Joe already mentioned the ensemble cast. Yes, it is brilliant. Mark Ruffalo deserves an award for this film, but I am sure he will be loooong forgotten by the time award season rolls around again. Robert Downy Junior is also good as well as the huuuuge supporting cast – Brian Cox, Phillip Baker Hall, Chloe Sevigny, Anthony Edwards, Charles Fleischer, and Elias Koteas. Yes, Jake Gyllenhall is also good as the lead.

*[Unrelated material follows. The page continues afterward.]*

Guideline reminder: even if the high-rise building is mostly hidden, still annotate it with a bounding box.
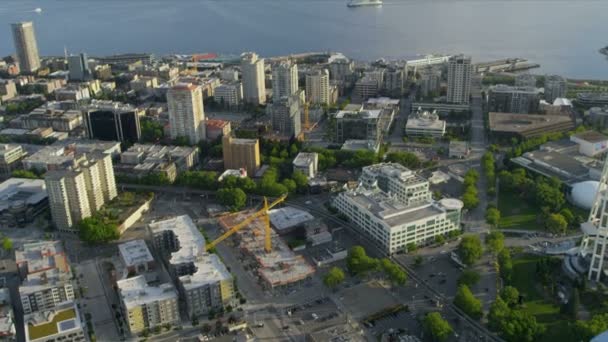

David Fincher has impressed me with every film he has made. He is a meticulous director who obsesses with every detail of his productions, from art direction, lighting, camera, and costumes. Interesting that such an obsessive person directed this movie about obsession. He is so meticulous, that I kind of think of him as a modern Hitchcock in that he cares about everything, including the color of the potted plant that is in the background. I remember hearing a story in film school about how Alfred Hitchcock had his art department crew saw of the branches of a tree so that it would have a “Y” split in it’s formation, because his film had the reoccurring theme of criss-cross (two lives intersecting). I think it was Strangers on a Train. Not that I think Fincher is like Hitchcock, but I do think that he is like him in this regard.
I would love to see more films by Fincher, but because he is so detailed oriented when it comes to making films, it takes him several years to make them. Not quite as bad as Kubrick, but still. I’m sure he researches and researches and researches and plots and plans. He is the opposite of someone like Takeshi Miike who seems to almost make it up as he goes along. By the way, I also love Miike and his style.
Anyway, go see it. Just don’t expect Se7en.